Chi è il whistleblower

La cifra di quel sequestro dà però, almeno in parte, la proporzione di quanto sia stato ampio il canale di frode che fino all’inizio del 2018 drenava incassi destinati all’azienda e al Comune (il pagamento dei passeggeri per i titoli di viaggio), e li dirottava verso tasche private. Nel frattempo, mentre Atm denunciava la truffa e l’Arma iniziava a indagare, il whistleblower, e cioè l’uomo che aveva provato a scoperchiare il sistema prima con segnalazioni, poi con mail certificate alla sua azienda e al Comune, è stato investito da una serie di procedimenti disciplinari e infine licenziato. Oggi incassa la seconda assoluzione penale: stavolta rispetto ai fatti che hanno provocato il suo allontanamento.

Testimoni a confronto

Storia intricata. Parte a fine 2016 con due esposti che porteranno alla chiusura (poi sanata) di due piani della sede Atm di Foro Buonaparte per il mancato rispetto delle norme di sicurezza. Gli esposti portano la firma di un dirigente, che però la disconosce.
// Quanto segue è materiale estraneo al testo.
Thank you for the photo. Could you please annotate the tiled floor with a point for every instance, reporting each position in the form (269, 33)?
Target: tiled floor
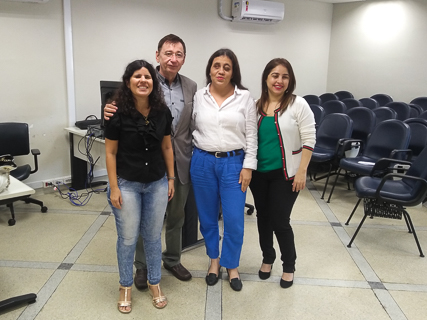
(67, 256)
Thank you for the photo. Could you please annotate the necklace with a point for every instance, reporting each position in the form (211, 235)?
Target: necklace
(146, 120)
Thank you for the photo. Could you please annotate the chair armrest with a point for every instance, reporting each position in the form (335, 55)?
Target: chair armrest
(345, 144)
(412, 202)
(383, 166)
(35, 153)
(405, 154)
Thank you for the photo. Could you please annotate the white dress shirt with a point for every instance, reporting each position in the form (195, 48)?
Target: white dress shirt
(231, 126)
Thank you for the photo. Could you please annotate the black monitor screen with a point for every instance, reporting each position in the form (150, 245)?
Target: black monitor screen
(108, 90)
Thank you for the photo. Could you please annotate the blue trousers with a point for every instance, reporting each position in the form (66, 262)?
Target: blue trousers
(142, 213)
(216, 181)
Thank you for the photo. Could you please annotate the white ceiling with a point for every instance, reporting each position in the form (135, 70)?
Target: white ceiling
(337, 1)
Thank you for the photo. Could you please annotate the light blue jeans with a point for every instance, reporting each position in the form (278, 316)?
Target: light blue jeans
(216, 180)
(142, 213)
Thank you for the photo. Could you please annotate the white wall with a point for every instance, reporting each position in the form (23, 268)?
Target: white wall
(108, 34)
(379, 47)
(32, 80)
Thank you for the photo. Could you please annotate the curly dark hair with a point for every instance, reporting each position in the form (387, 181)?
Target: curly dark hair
(236, 77)
(289, 96)
(124, 97)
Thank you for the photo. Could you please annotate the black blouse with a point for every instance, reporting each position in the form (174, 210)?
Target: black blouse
(139, 155)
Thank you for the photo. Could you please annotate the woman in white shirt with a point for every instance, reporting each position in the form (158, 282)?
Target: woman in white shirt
(225, 139)
(286, 138)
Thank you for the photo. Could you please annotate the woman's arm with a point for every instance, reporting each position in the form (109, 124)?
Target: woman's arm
(111, 147)
(168, 156)
(301, 175)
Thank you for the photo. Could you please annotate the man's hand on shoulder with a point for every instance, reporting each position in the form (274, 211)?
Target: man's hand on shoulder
(109, 110)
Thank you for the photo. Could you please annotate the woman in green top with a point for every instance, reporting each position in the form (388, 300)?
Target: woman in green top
(286, 138)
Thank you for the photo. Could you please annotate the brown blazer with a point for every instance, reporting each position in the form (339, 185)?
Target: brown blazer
(182, 138)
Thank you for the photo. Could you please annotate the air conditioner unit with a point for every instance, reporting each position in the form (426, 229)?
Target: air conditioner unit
(257, 11)
(35, 1)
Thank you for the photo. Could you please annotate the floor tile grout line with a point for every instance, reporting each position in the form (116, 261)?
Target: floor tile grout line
(383, 295)
(44, 294)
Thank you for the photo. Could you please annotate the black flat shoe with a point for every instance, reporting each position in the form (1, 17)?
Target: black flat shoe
(235, 283)
(286, 284)
(211, 279)
(264, 275)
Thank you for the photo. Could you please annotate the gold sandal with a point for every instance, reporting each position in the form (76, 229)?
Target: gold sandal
(160, 298)
(126, 302)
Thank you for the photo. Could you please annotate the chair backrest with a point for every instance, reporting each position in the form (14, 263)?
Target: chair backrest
(414, 110)
(333, 127)
(421, 101)
(387, 136)
(312, 99)
(363, 123)
(14, 138)
(423, 115)
(384, 113)
(418, 135)
(382, 98)
(417, 169)
(334, 106)
(351, 103)
(319, 113)
(369, 103)
(344, 94)
(328, 97)
(402, 109)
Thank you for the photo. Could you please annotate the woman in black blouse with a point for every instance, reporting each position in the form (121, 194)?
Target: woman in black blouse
(138, 154)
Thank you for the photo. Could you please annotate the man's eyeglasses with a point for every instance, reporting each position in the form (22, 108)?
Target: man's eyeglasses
(170, 54)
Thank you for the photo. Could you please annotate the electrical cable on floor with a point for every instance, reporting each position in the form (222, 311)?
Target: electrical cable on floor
(72, 194)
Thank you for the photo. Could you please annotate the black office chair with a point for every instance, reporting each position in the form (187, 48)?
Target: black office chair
(402, 109)
(351, 103)
(382, 98)
(421, 101)
(327, 152)
(15, 140)
(334, 106)
(364, 121)
(387, 197)
(319, 113)
(343, 94)
(384, 113)
(387, 136)
(418, 139)
(328, 97)
(312, 99)
(415, 110)
(369, 103)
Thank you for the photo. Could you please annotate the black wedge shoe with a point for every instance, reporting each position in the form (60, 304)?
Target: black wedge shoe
(265, 275)
(235, 283)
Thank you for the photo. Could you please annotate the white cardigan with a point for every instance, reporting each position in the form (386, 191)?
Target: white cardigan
(296, 130)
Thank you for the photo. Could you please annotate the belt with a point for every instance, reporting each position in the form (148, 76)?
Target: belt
(219, 154)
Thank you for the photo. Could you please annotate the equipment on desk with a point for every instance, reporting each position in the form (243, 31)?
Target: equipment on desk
(15, 140)
(91, 120)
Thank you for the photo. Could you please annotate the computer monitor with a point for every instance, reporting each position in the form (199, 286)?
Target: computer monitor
(108, 90)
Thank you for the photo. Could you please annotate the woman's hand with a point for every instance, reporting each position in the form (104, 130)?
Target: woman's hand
(299, 181)
(116, 198)
(171, 189)
(245, 178)
(109, 110)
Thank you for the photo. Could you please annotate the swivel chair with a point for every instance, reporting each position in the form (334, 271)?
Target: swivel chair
(15, 140)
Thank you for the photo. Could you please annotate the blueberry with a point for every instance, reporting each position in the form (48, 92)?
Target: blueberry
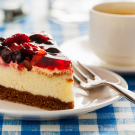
(6, 55)
(20, 56)
(52, 50)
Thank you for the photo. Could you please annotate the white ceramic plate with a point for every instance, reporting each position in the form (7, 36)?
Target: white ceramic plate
(85, 101)
(79, 49)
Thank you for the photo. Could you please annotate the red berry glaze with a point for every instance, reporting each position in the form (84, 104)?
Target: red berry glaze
(17, 38)
(32, 51)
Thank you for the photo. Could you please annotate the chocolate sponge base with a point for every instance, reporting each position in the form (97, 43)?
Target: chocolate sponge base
(39, 101)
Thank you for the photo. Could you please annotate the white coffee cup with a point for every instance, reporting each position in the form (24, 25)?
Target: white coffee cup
(112, 32)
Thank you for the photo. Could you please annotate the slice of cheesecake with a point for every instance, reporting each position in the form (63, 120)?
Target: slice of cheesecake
(33, 71)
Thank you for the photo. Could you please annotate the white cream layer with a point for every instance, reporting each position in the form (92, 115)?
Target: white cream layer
(56, 86)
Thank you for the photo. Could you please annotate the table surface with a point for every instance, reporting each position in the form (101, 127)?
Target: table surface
(117, 118)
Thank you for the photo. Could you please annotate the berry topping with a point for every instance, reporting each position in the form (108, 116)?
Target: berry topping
(31, 51)
(2, 39)
(19, 57)
(38, 38)
(27, 64)
(49, 42)
(6, 55)
(17, 38)
(52, 50)
(30, 48)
L’indagine interna dell’Atm punta subito sul whistleblower, come autore ombra degli esposti, e viene confermata dalla polizia giudiziaria: a marzo 2018 l’impiegato viene rinviato a giudizio per «sostituzione di persona». Nel frattempo, a novembre 2017, lo stesso dipendente firma le due Pec che porteranno all’inchiesta sui biglietti clonati (che l’indagine sia nata da una soffiata interna lo ha confermato un dirigente Atm in un’udienza al Tribunale del lavoro). Qualche mese dopo, a giugno 2018, l’impiegato riceve una lettera anonima in cui qualcuno sostine che sulla denuncia ai vigili del fuoco qualcuno all’interno dell’azienda «l’avrebbe incastrato». Il dipendente ha una reazione di rabbia e sconforto, in Atm arriva prima un’ambulanza, poi una pattuglia dei carabinieri. È in quella situazione che tre colleghi (tra cui un dirigente) dicono di aver sentito le minacce di morte. Per quei fatti il whistleblower viene di nuovo denunciato, e poi licenziato.

La doppia assoluzione

Il 9 giugno 2020 arriva la prima sentenza penale: il whistleblower assolto dalla «sostituzione di persona» perché non ci sono prove per affermare che abbia mandato lui gli esposti (l’assoluzione è stata chiesta dallo stesso pm). E poi, con sentenza dello scorso 8 settembre, sempre assistito dai legali Domenico Tambasco e Gennaro Colangelo, il whistleblower incassa la seconda e ancor più pesante assoluzione («il fatto non sussiste») per le minacce: a fronte di tre testimoni che hanno sostenuto di aver sentito le frasi col proposito d’omicidio, altri sette impiegati Atm presenti quella mattina hanno smentito del tutto la ricostruzione, parlando dello «stato di afflizione» del loro collega, ma escludendo del tutto di aver sentito le minacce. Un quadro confermato anche dai sanitari e dai carabinieri intervenuti in azienda. Il ricorso contro il licenziamento è ancora aperto davanti al Tribunale del lavoro: un percorso parallelo, in cui il giudizio penale potrebbe avere un peso, ma non è vincolante per il giudice.

Le indagini interne

Nell’inchiesta dei carabinieri sui biglietti clonati è però emerso un altro elemento, e cioè che sia stato sempre lo stesso whistleblower ad informato l’azienda sulle truffe interne negli Atm Point già nel periodo a cavallo tra 2015 e 2016. Lo ha raccontato un ex potentissimo capo del personale agli investigatori, dicendo che l’impiegato si era rivolto a lui per la segnalazione. Ecco quel che accadde (nella ricostruzione messa a verbale): «Ritenni utile convocare il dipendente in un bar di piazza Argentina, con preghiera di rendere partecipe il dirigente (all’epoca responsabile degli Atm Point, ndr) di quanto mi aveva riferito». Lo stesso ex capo del personale racconta di aver saputo che vennero fatte indagini interne affidate a due dirigenti, che riferirono poi al loro superiore gerarchico, dunque ai massimi vertici aziendali. Quei due dirigenti sono ancora in Atm. Il verbale si chiude così: all’epoca, «venni poi a sapere l’esito di tali indagini fu negativo».